Monday, October 10, 2011

Rossiter-McLaughlin effect

Heya peeps.

Has it ever struck you that a greeting is quite a revealing reflection? Or perhaps not. Maybe it's just me, maybe just some slight inability to suppress introspection and self-evaluation; although it's a gnawing suspicion in my head that almost every Techer is highly suspect to this trait. But I can recall exactly why I say 'sup to some peoples, name the two unrelated, separated-by-thousands-of-miles persons who called Howdy on a regular basis, and explain my tendency to salute some others.

We should find some sort of formalism for this. Does that even make any sense? Eh.

Radial velocity measurements (in km/s) of the transit
 of CoRoT-2 b, around an active G star. The
spin-orbit misalignment angle is +7.2 ± 4.5 degrees.
Anyways, the point. We've all heard of this Rossiter-McLaughlin effect and its usefulness, but I didn't really get it until I realized it allows for some cool sciencey stuff to be done. These are a kind of unique signature, a kind of hello or greeting unique and individualized to the extrasolar planet in question, which grants observers a lot more inferred information than could be hoped for. For instance, the asymmetry in the revealed stellar spectrum due to the spin of the star lets us extract the projected angle between the planetary orbit axis and the stellar spin axis, as well as the stellar spin velocity (which is useful for calculating the predicted precision of an observing run -- the faster the star spins, the more line broadening occurs, and the less precise measurements will be).

Yeah.

In a sentance, the Rossiter-McLaughlin effect is the change in the observed radial velocity/mean redshift of a star due to an eclipsing binary's secondary star or an extrasolar planet during transit.
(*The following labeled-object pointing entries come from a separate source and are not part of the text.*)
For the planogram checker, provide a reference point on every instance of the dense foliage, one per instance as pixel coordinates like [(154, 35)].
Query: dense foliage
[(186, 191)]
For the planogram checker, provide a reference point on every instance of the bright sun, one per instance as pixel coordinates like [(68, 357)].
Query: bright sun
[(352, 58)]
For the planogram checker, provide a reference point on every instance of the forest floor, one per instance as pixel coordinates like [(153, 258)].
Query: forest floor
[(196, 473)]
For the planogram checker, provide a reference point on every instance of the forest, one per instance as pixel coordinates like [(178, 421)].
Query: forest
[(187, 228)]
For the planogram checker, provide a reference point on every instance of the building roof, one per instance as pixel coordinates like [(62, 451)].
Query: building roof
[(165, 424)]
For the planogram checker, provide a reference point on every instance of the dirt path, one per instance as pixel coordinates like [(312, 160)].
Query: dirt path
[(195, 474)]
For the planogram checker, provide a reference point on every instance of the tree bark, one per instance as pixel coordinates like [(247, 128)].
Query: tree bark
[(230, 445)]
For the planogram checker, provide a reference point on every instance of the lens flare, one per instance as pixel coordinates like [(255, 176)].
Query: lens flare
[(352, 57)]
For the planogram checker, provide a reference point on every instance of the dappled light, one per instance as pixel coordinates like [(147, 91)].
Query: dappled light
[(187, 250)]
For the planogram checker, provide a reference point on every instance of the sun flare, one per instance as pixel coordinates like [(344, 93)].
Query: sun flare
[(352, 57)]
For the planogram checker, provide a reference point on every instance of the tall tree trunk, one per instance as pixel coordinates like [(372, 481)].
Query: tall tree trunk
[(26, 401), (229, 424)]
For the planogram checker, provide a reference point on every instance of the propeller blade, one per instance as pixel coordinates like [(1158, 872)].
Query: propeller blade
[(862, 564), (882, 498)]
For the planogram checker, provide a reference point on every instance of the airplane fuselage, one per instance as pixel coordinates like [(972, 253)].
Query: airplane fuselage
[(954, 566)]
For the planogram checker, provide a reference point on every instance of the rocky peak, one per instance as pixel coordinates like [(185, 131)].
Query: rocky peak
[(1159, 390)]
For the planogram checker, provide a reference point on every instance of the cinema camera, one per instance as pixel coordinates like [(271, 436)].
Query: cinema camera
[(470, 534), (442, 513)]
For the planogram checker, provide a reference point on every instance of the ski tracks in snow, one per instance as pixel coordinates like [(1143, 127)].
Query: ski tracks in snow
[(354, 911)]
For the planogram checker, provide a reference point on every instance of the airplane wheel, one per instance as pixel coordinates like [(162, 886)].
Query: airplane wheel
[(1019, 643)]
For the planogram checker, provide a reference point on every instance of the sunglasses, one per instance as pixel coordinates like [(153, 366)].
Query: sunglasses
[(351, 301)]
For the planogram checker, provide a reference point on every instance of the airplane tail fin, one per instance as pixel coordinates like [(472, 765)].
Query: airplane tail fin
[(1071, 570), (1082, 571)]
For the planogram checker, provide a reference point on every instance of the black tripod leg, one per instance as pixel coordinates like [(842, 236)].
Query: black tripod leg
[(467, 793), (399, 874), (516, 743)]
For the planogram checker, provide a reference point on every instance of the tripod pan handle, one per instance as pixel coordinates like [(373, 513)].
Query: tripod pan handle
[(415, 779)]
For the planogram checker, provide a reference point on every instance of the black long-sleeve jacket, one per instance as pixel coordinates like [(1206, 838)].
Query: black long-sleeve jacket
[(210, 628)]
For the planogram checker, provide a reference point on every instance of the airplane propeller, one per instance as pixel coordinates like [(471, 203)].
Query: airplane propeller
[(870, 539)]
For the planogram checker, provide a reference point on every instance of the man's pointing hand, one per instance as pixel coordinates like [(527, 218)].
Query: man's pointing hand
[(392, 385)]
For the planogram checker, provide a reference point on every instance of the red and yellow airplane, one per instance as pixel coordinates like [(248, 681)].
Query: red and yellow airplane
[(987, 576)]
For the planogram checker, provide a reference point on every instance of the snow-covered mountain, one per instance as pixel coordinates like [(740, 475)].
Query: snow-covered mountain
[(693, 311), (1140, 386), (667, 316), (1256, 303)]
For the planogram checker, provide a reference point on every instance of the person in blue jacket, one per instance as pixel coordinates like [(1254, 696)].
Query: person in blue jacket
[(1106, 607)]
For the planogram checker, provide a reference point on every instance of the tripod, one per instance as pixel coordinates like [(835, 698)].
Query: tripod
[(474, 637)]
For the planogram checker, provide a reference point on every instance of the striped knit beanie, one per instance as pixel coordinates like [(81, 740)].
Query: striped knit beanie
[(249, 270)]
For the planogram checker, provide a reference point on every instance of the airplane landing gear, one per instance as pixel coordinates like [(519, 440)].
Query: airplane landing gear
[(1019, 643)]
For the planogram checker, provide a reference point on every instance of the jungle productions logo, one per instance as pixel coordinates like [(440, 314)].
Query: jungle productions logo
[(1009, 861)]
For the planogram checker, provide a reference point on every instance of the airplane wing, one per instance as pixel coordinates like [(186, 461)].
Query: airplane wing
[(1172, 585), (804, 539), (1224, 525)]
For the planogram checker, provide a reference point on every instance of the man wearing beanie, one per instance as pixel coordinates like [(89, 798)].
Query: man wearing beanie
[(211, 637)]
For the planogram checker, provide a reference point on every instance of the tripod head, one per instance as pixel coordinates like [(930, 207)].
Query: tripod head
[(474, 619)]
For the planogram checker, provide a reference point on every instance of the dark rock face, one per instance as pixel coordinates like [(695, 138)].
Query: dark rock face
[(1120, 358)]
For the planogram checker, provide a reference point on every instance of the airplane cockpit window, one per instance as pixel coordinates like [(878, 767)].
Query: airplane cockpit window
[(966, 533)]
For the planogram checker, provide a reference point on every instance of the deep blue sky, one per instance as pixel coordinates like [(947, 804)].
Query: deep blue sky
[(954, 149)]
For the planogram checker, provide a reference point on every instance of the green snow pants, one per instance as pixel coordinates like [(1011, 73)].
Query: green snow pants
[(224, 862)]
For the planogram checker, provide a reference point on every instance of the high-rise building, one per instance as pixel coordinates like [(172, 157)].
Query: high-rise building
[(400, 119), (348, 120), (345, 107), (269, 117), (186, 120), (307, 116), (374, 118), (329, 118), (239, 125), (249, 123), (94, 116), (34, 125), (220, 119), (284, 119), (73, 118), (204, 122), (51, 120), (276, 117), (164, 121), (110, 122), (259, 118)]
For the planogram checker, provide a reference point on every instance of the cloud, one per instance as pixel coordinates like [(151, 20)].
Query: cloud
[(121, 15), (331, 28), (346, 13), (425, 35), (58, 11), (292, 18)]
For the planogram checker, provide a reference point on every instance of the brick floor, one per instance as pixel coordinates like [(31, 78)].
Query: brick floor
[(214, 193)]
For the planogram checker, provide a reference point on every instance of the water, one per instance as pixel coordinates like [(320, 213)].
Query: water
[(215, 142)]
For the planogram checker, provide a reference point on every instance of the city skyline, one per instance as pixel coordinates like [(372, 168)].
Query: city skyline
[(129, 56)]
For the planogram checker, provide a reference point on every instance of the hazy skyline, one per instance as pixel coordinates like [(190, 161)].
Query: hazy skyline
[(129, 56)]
A star's rotation means that at any time, one quadrant of its photosphere will be seen coming towards the viewer, and one quadrant moving away. These motions produce blueshifts and redshifts, respectively, which we observe only as spectral line broadening. However, during transit, the orbiting object blocks part of the disk, preventing some of the shifted light from reaching the observer and changing the observed mean redshift, resulting in a positive-to-negative anomaly if the orbit is prograde, and vice versa if the orbit is retrograde.
The view is situated at the bottom. The light is blueshifted on the approaching side and redshifted on the receding side. As the planet passes in front of the star it causes the star's apparent radial velocity to change.

This effect has been used to show that as many as 25% of hot Jupiters are orbiting in a retrograde direction with respect to their parents stars, strongly suggesting that dynamical interactions, rather than planetary migration, produce these objects. For cool stuff on misaligned orbits of hot Jupiters, see this.

Actually, I'll overview the link a bit. ESO claimed that "Most hot Jupiters are misaligned...the histogram of projected obliquities matches closely the theoretical distributions of using Kozai cycles and tidal friction...most hot Jupiters are formed by this very mechanism without the need to use type I or II migration." Greg Laughlin, a professor at UCSC, discusses this and comes to the conclusion that Kozai-migration, well understood for HD80606 (and explained very nicely in the post), "plays a larger role is sculpting the planet distribution than previously believed."

These transits are quite amazing bits of work. With the knowledge of the effect and the subsequent radial velocity measurements, we can better understand the fundamental formation scenarios and dynamical processes that bring the companion, including the hot jupiter, into the observed orbital state (semi-major axis/orbit, the inclination, eccentricity).

See also

  • Paper on the math behind the Rossiter-McLaughlin effect
  • Paradigm upended, an importnat reference for this post

1 comment:

  1. I'd never had the Rossiter-Mclaughlin effect explained to me before. This is really neat! It must be a very small change in the measured velocity - if Jupiter is about 1/10th of the radius of the Sun, it will block on the order of 1% of its light.